For this issue’s Ask a Lender, Jeff Baker, a vice president of mortgage lending with Guaranteed Rate, answers questions posed by Chicagoland Realtors.
In today’s world, rules and regulations have proliferated through the mortgage lending industry. The last couple of years have seen unprecedented change, as the business recovers from the hangover of easy money and lenient underwriting standards. For Realtors, it has become more important than ever to make sure buyers know and understand the new rules of residential lending.
Where can I turn for reliable information about buyer qualifications? With lending rules and guidelines still in a constant state of flux, it is challenging for even the most dedicated loan officer to keep on top of it all. Fortunately, gone are the days where you have to consider whether your buyer’s pre-approval is worth the cocktail napkin it was written on. The market has forced the weakest out of the industry, and recently enacted legislation (the S.A.F.E. Act) that ensures today’s loan officers are educated, properly licensed and monitored. Lender and loan officers licensed by this act now have a National Mortgage Licensing System (NMLS) ID and can be investigated at nmlsconsumeraccess.org. You should always check the references of a buyer’s lender if you are not familiar with them, and it never hurts to have a fallback lender you can count on and trust.
What can I discuss with my buyer about financing? There really are no rules that prevent you from discussing mortgages with a buyer. Remember that your buyer’s satisfaction will hinge on the advice you provide, and usually the best advice when it comes to mortgages is to seek out a professional. You are better off guiding them to the right questions to ask their mortgage professional, rather than providing outdated answers or misleading them about the advantages of one product over another.

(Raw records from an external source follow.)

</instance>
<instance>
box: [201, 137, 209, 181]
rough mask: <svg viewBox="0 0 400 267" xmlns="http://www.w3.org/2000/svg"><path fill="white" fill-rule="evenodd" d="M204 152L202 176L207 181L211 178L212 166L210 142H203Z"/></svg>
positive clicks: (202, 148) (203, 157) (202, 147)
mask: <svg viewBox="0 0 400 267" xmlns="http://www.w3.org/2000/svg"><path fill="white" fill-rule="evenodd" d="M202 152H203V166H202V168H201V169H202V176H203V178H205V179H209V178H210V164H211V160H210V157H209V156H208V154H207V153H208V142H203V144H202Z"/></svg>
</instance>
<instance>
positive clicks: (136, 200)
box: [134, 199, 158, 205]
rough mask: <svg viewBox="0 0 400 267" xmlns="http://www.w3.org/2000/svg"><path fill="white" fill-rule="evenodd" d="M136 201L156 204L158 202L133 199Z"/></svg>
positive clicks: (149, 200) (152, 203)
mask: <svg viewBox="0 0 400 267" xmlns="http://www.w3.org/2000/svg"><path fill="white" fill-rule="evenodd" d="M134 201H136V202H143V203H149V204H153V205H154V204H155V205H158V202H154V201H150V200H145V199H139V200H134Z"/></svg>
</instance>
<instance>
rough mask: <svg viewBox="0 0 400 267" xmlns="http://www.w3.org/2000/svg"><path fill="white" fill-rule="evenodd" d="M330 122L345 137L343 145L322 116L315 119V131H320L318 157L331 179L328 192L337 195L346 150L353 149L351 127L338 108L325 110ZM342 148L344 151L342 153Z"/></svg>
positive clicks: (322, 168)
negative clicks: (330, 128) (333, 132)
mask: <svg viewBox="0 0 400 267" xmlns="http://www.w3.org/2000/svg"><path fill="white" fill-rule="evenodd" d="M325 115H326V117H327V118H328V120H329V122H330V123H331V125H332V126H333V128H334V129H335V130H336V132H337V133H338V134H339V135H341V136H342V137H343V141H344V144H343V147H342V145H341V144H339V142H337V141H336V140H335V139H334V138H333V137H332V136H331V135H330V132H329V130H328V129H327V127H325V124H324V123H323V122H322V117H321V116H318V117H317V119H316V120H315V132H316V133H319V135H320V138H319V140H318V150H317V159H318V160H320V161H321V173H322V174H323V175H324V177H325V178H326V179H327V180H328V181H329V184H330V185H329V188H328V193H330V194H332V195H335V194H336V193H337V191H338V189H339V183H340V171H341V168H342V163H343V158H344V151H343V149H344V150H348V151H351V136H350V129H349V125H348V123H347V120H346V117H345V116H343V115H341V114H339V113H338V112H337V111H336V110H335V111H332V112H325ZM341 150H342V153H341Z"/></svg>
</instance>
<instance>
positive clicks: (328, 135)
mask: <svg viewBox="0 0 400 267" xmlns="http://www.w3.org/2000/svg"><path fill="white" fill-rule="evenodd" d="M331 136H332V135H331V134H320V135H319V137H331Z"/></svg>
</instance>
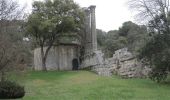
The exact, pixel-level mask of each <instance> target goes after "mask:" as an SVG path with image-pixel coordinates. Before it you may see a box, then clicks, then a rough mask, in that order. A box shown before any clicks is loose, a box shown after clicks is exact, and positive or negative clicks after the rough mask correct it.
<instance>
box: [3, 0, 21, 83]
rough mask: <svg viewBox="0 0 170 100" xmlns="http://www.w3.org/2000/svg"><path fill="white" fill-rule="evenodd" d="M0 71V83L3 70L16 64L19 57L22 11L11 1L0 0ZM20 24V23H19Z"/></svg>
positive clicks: (15, 2)
mask: <svg viewBox="0 0 170 100" xmlns="http://www.w3.org/2000/svg"><path fill="white" fill-rule="evenodd" d="M0 5H1V6H0V71H1V73H2V75H1V81H4V78H5V76H4V70H6V69H7V67H8V66H10V65H13V66H14V64H15V63H17V60H18V57H19V55H20V54H19V53H18V52H19V45H18V44H19V43H20V41H22V38H21V37H20V35H19V30H18V29H19V28H18V27H19V24H18V22H19V21H17V19H21V17H22V15H23V13H22V11H23V9H20V7H19V5H18V4H17V2H15V1H12V0H0ZM19 23H20V22H19Z"/></svg>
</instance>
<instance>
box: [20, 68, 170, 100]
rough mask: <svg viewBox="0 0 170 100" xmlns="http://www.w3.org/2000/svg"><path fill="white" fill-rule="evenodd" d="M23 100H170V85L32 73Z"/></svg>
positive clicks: (136, 81) (29, 74) (74, 75)
mask: <svg viewBox="0 0 170 100" xmlns="http://www.w3.org/2000/svg"><path fill="white" fill-rule="evenodd" d="M24 80H25V89H26V96H25V97H24V98H23V100H170V85H165V84H164V85H163V84H157V83H154V82H152V81H150V80H146V79H121V78H119V77H116V76H113V77H101V76H97V75H96V74H94V73H92V72H88V71H78V72H47V73H45V72H29V73H28V74H27V75H26V77H25V79H24Z"/></svg>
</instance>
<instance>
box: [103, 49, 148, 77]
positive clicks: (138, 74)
mask: <svg viewBox="0 0 170 100" xmlns="http://www.w3.org/2000/svg"><path fill="white" fill-rule="evenodd" d="M106 65H107V66H110V68H112V73H113V74H117V75H120V76H122V77H124V78H134V77H145V76H147V75H148V73H149V71H150V68H149V66H146V65H144V64H143V63H142V62H141V61H138V60H137V58H136V57H135V56H133V55H132V53H130V52H129V51H128V49H127V48H123V49H120V50H117V51H115V54H114V55H113V58H109V59H107V63H106Z"/></svg>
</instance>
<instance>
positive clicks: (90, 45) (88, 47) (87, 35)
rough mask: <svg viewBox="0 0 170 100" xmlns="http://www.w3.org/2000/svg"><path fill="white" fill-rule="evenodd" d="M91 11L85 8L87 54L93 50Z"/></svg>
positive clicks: (85, 44) (85, 37)
mask: <svg viewBox="0 0 170 100" xmlns="http://www.w3.org/2000/svg"><path fill="white" fill-rule="evenodd" d="M90 20H91V12H90V10H89V9H87V8H86V9H85V27H86V34H85V35H86V36H85V46H86V50H85V52H86V54H88V53H90V52H91V51H92V45H91V44H92V34H91V22H90Z"/></svg>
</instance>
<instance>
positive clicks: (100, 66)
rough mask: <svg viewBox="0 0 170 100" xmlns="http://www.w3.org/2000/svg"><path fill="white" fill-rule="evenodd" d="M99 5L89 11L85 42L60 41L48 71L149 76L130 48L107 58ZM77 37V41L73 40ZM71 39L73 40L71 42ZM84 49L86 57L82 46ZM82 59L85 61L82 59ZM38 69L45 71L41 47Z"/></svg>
mask: <svg viewBox="0 0 170 100" xmlns="http://www.w3.org/2000/svg"><path fill="white" fill-rule="evenodd" d="M95 8H96V7H95V6H90V7H88V8H85V9H84V11H85V27H86V30H85V31H86V32H85V37H84V43H83V44H81V42H80V39H81V38H78V37H75V36H69V38H68V37H64V36H62V37H61V38H60V40H59V41H60V45H54V46H53V47H52V48H51V50H50V51H49V54H48V56H47V60H46V67H47V70H76V69H83V68H87V67H88V68H91V69H92V71H94V72H96V73H97V74H98V75H102V76H111V75H112V74H116V75H120V76H122V77H125V78H132V77H144V76H147V75H148V73H149V71H150V68H149V66H145V65H143V64H142V63H141V62H140V61H138V60H137V59H136V58H135V57H134V56H133V55H132V54H131V53H130V52H129V51H128V49H127V48H123V49H120V50H117V51H115V54H114V55H113V57H112V58H108V59H104V58H103V55H104V54H103V53H102V51H100V50H98V48H97V35H96V19H95ZM70 37H74V38H70ZM70 39H71V40H70ZM82 46H83V47H84V54H81V53H80V47H82ZM80 57H81V60H80ZM34 66H35V70H42V67H41V66H42V63H41V53H40V48H37V49H35V50H34Z"/></svg>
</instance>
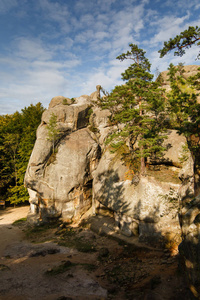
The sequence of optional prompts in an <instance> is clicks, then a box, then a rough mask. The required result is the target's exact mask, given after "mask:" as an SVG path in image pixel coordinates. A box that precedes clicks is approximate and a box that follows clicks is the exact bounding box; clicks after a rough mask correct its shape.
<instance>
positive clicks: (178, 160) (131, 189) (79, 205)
mask: <svg viewBox="0 0 200 300" xmlns="http://www.w3.org/2000/svg"><path fill="white" fill-rule="evenodd" d="M98 93H99V91H97V92H95V93H93V94H92V95H91V96H86V95H84V96H81V97H79V98H76V99H75V102H73V101H71V100H70V99H66V98H65V97H62V96H58V97H55V98H53V99H52V100H51V102H50V105H49V108H48V109H47V110H46V111H45V112H44V113H43V116H42V120H41V124H40V126H39V128H38V130H37V140H36V143H35V146H34V149H33V152H32V155H31V157H30V161H29V164H28V168H27V171H26V176H25V185H26V187H27V188H28V190H29V194H30V204H31V213H30V215H29V218H32V219H33V220H34V221H37V220H43V221H45V220H48V219H49V218H51V217H55V216H60V217H61V218H62V219H63V221H68V222H70V221H78V220H80V219H81V217H82V216H83V215H84V214H85V213H86V212H88V214H95V213H98V212H100V213H101V212H102V211H103V210H105V209H108V210H109V211H110V214H111V215H113V217H114V218H115V221H116V230H120V232H121V233H122V234H125V235H127V236H131V235H138V236H139V239H140V240H141V241H147V240H152V239H155V240H162V239H165V238H166V237H167V238H168V237H169V236H170V238H171V239H173V238H174V237H175V236H177V235H179V236H180V226H179V221H178V206H179V204H178V193H179V189H180V187H181V180H180V178H179V177H180V176H181V177H182V178H184V177H187V176H190V174H193V163H192V160H191V157H188V160H187V161H186V162H185V163H184V164H182V163H181V161H180V158H181V156H182V152H183V146H184V145H185V143H186V140H185V138H184V137H183V136H179V135H178V134H177V133H176V132H175V131H173V130H170V131H169V132H168V139H167V140H166V141H165V143H166V145H167V148H168V149H169V150H168V151H167V152H166V154H165V156H164V157H163V159H162V161H161V162H159V164H158V163H157V162H156V163H151V162H150V163H149V168H148V170H147V176H144V177H141V178H139V177H138V176H135V175H133V174H132V173H131V170H130V169H129V168H128V166H126V165H125V164H124V163H123V162H122V160H121V157H120V153H115V154H111V153H110V151H109V149H108V148H107V147H106V146H105V144H104V140H105V138H106V136H107V135H108V133H109V132H110V131H111V130H112V127H110V126H109V123H108V116H109V112H108V111H107V110H100V108H99V107H97V106H96V105H95V100H96V99H97V97H98ZM91 107H92V111H91ZM52 113H54V114H55V115H56V117H57V128H58V129H59V135H58V137H57V140H56V142H55V146H56V151H55V153H53V150H52V149H53V144H52V141H50V140H49V139H48V129H47V128H48V123H49V120H50V117H51V115H52Z"/></svg>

Are buyers that choose FHA financing less qualified or less likely to close? There seems to be a lingering stigma that FHA loans and the borrowers that choose them are underqualified and tough to get to the closing table. If you are working with a reputable FHA lender, this could not be further from the truth. In today’s market there are many scenarios in which the process to close an FHA loan is easier than conventional financing. With FHA loans now accounting for roughly 30 percent of purchase financing, advising a seller or buyer against it could cost them real dollars. FHA rates are less sensitive to credit scores and down payments, allowing a buyer to see a significant savings over conventional financing payments. For a single-family residence or townhome, the only difference the seller is likely to see is a few additional signatures on contract disclosures. Getting a condominium project FHA-approved may require some additional documentation over a conventional approval; however, an FHA eligible project opens the sale to thousands of additional buyers. HUD now permits approved lenders to complete a project review and approval in-house, with lenders often able to complete the review process within a couple weeks. Your assistance in coordinating the review can even generate additional leads in the building.
How do I get my project approved for FHA financing? The easiest way is to contact your preferred lender and ask if they are a Direct Endorsement Lender for FHA. If this is the case, they can provide you with a list of documentation and requirements they need to review and approve the project. Once a project is FHA-approved, it is published to HUD’s approved condominium list for two years and eligible for financing with any FHA lender. For full details of FHA’s condominium project approval process, see HUD Mortgagee Letter 2009-19.